Ekşi sözlük'ten bu yazıya gelen bazı tepkiler üzerine yazarın eklemeler.

ekleme 1: arıtma cihazı niye önermiyorsun diyenler için peşin cevap. arıtma su ile doğal kaynak suyu birbiriyle kıyaslanamaz. arıtma suyu ters ozmoz teknolojisiyle membrandan suyu geçirip içindeki tüm impüriteleri ve yanında mineralleri de tutar. saf su elde edersiniz. son çıkış hattına takılan post carbon filtreler vs. dahi size içilecek sudan alacağınız mineralleri sağlamaz, saf su içmek iyi değildir. ayrıca bu cihazlar 1 birim suya 5-7 birim arası suyu çöpe atarak üretim yapar.

ekleme 2: pet şişelerin doğaya zararlı olduğunu hepimiz biliyoruz ancak bu ambalajları ayrıştırarak geri dönüşüme katmak herkesin elinde. ayrıca ocak 2022 itibarıyla her ambalajda depozito olacak ve geri dönüştürdüğünüzde paranızı geri alacaksınız, yani sorun yok.

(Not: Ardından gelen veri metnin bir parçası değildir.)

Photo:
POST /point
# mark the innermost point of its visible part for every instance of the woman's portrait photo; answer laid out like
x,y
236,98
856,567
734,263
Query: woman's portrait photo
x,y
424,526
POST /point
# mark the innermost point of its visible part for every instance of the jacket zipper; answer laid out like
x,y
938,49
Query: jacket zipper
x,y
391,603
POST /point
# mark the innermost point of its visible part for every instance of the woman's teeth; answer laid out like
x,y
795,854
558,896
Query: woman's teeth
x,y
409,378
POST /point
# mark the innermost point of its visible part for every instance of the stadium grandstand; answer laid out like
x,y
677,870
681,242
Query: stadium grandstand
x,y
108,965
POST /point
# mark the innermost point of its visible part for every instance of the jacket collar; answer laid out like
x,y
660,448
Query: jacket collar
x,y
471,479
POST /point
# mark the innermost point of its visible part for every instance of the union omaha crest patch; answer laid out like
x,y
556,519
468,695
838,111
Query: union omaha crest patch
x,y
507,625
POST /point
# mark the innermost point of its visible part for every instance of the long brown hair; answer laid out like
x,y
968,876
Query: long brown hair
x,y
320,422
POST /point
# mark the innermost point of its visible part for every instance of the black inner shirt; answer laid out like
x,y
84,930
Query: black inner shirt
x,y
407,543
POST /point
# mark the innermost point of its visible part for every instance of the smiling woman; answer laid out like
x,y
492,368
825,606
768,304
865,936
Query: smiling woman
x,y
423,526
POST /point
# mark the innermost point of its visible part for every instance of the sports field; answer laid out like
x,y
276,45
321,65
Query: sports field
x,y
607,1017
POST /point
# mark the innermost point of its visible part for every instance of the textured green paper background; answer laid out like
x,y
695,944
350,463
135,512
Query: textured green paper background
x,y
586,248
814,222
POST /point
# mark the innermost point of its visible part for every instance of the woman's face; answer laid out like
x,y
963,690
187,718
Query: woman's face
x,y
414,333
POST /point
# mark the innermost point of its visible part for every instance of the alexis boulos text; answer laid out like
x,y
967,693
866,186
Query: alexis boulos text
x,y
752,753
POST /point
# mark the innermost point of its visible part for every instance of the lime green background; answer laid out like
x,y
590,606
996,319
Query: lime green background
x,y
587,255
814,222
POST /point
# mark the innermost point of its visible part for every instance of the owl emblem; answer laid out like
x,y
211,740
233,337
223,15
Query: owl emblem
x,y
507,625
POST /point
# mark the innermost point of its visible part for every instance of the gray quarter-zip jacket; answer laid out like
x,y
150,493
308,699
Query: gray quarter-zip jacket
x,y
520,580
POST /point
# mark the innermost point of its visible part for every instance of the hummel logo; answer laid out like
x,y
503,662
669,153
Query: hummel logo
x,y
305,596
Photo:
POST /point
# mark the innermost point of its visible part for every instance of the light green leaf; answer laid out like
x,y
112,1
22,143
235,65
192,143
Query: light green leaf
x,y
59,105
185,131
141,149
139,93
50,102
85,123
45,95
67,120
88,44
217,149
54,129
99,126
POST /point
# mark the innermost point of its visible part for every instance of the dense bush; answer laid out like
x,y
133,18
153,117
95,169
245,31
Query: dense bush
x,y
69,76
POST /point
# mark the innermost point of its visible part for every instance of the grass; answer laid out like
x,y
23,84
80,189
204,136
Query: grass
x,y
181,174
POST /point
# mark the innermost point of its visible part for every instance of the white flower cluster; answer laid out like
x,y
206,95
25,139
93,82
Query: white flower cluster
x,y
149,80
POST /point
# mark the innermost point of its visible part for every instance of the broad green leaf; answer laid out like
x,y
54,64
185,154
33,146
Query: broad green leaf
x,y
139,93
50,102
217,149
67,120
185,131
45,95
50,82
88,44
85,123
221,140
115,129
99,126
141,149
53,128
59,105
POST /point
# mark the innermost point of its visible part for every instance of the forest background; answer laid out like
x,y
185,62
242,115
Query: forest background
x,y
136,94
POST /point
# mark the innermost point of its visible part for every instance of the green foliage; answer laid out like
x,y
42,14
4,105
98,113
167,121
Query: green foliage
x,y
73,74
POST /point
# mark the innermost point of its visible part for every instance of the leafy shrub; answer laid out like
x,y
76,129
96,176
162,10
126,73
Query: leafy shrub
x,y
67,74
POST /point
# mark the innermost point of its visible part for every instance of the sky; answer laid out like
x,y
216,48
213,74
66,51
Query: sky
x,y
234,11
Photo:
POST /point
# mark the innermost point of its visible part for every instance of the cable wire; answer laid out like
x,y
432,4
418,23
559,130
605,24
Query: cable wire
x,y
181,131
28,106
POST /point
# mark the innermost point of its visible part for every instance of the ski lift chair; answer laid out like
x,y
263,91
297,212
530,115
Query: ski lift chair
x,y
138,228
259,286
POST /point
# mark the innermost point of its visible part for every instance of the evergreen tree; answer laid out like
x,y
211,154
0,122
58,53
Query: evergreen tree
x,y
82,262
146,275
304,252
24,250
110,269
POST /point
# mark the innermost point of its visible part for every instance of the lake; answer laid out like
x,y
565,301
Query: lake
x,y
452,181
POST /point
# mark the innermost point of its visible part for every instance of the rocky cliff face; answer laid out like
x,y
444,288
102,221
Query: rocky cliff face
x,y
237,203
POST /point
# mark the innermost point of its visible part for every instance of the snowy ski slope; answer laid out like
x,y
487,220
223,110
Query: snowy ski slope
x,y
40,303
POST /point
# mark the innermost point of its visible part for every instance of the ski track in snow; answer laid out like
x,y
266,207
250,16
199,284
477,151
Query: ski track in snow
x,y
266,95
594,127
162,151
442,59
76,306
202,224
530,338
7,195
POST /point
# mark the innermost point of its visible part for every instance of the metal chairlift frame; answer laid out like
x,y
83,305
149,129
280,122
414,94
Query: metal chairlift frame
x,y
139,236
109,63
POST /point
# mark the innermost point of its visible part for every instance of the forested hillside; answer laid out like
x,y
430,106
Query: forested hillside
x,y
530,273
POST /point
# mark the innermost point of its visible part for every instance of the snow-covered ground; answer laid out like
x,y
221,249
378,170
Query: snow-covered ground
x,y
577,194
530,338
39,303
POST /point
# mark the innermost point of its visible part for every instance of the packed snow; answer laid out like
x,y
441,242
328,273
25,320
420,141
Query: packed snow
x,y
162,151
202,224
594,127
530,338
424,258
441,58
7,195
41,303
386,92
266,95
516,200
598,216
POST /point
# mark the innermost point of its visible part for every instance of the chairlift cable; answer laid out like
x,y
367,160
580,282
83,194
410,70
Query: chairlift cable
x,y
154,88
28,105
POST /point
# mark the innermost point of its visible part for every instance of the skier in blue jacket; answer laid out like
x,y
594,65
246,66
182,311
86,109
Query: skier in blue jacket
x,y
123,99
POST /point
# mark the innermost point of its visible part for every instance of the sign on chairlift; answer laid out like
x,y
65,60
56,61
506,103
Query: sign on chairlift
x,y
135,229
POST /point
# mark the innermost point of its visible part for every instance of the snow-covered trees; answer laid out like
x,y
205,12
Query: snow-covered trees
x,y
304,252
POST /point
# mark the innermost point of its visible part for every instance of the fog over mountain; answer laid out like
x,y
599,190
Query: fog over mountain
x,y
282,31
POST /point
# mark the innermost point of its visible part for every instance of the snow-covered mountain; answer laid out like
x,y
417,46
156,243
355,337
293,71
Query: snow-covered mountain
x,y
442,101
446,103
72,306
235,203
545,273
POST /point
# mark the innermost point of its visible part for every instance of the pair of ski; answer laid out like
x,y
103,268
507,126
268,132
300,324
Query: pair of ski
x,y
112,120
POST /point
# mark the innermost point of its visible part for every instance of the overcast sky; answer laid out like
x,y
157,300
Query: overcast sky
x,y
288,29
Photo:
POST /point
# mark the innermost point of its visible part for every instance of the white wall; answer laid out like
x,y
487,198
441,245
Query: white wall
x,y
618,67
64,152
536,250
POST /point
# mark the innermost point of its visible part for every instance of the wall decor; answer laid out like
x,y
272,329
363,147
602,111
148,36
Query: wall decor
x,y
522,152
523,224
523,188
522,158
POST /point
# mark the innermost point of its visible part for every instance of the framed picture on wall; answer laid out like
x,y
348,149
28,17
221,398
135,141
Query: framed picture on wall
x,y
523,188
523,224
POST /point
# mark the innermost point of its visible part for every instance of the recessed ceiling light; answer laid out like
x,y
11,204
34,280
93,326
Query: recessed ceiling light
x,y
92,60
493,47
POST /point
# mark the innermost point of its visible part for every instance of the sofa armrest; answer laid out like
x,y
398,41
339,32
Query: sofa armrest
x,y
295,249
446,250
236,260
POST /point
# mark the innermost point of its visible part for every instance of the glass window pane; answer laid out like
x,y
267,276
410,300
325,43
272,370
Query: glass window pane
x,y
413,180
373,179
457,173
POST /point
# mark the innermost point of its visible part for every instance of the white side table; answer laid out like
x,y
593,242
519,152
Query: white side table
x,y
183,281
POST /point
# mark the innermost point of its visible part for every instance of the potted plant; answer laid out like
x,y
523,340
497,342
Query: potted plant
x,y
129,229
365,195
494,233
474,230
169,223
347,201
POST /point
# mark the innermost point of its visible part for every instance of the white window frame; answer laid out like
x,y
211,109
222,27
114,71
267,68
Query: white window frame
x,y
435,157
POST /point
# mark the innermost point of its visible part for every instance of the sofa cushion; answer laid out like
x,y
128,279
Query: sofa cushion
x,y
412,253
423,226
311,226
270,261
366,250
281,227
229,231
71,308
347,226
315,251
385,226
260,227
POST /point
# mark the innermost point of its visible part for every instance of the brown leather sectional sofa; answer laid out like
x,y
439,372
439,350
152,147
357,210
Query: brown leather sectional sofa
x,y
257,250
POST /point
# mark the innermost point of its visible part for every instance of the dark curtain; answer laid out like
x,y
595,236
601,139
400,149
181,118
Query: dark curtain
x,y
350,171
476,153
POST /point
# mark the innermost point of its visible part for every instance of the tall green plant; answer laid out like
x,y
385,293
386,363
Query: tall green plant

ekleme 3: pet şişelerin migrasyon analizleri düzenli olarak yapılır ve suya herhangi bir madde geçip geçmediği incelenir. kendisi verilere inanmayanlar da kötü muameleye maruz kaldığını düşündükleri bir şişe suyu alıp açmadan il hıfzısıhha'ya gönderip migrasyon analizini 300 lira gibi bir ücret karşılığı yaptırabilir.

ekleme 4: bim ve a101 de çeşitli markaların suları 1.5 litre için 1 tl fiyatla satılmakta şu anda. bir damacana ile kıyalarsanız 12.66 tl ye gelir 19 litresi.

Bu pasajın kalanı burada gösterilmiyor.